5 Questions We Have About Your Sales Stack [Live from Sales Stack 2015]

It’s trendy to talk about sales stacks right now. Hundreds of sales leaders showed up to celebrate the topic at today’s Sales Stack conference to prove it.

But beyond being able to keep up with buzz around the topic, where can all of this sales stack talk really take you? And how can you optimize your stack? These four panelists took the stage at today’s event to offer some answers:

Based on what we learned from them, we developed a quick list of questions for you. Our goal? To get you to look at your sales stack from a few new angles. Let’s go. 

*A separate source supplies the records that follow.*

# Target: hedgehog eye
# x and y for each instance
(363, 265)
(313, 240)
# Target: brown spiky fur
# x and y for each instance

5 Questions We Have About Your Sales Stack

1. Are you experimenting enough?

As Keenan pointed out, many sales cultures do not promote failure. Don’t be one of them. Try out sales tools. Screw up. Learn from it. This is the only way to find out what you and your reps really need. 

2. Have you considered a BYOA approach?

Whose job is it to evaluate sales tools for your team? One theme at today’s conference includes empowering reps with greater involvement in enablement decisions. This should apply when evaluating technology, too. Give your reps the chance to bring their own apps to the table for you to evaluate and them to use. Mukund calls it a “Bring Your Own Apps” model.

3. Is your sales stack your own?

Nancy started the session by admitting that she spent a few days trying to come up with a diagram of a sales stack. She gave up. “It looks different for everyone, depending on what size company you have,” she said.  And she’s right. While other companies’ sales stacks can serve as great examples for you, yours should be your own.

4. Do you have the right mindset when bringing on tools?

“Start with, ‘what am I trying to get done?’ ” Keenan said of evaluating sales tools. “If you don’t know what you’re trying to accomplish, you’re going to grab the wrong tool.”

5. Are you making reps better?

“The goal of most of the startups that I see or talk to is that everybody has 1-3 objections…it’s better, faster, cheaper,” Richard said.  Don’t use your stack to go straight for faster and cheaper without ensuring that you’re truly enabling reps to sell better.